His second book, Call Me Daddy - Babes and Bathos in Edward West Browning’s Jazz-Age New York, appeared in June, 2009. The retelling of a notorious tabloid scandal "captures in delicious fashion the philandering real estate magnate in all his buffoonery" according to Sam Roberts in The New York Times.
Feldman’s ongoing projects involve a biographical work about Henry Knight Dyer, the first non-family member to be president of the Dennison Manufacturing Company, a biography in the works about William Niblo, the pre-eminent theater promoter of mid-19th century New York, and an investigation into the life of an early 20th century New York City Jewish saloon-keeper named Sol Goldberg, whose efforts to forestall economic ruin at the advent of Prohibition ended up as a Broadway show.
In a fun and informative presentation, author Benjamin Feldman will tell all about America’s “Daddy” of the mid-1920s, Edward West Browning.

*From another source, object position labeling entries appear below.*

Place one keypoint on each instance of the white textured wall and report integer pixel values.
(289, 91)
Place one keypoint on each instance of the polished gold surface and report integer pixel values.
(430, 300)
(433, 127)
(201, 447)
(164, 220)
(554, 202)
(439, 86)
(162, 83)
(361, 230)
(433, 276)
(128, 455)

Mr. Browning’s antics fascinated New York and the entire country as he invited the newborn tabloid newspapers to follow him chasing underage young women in his peacock blue Rolls Royce, with the District Attorney and New York Society for the Prevention of Cruelty to Children in hot pursuit. In 1926 Mr. Browning met the girl of his dreams--15-year-old “Peaches” Heenan. Within a dozen weeks they were married, and six months after that they began a legal battle for separation that turned their tempestuous drama into a national scandal.
Body-builder, raw food devotee and publicity-hound, the self-styled “Daddy” Mr. Browning prefigured a delicious combination of Donald Trump and Michael Jackson in his taste for high living and scandalous behavior. Damon Runyon, who called Browning a “gallus old codger” led the nation’s thousands of scribes in poking fun at the publicity-hungry Manhattan millionaire. A man for our times, Mr. Browning’s rise and fall followed the Dow Jones average in America’s rollicking “Era of Wonderful Nonsense."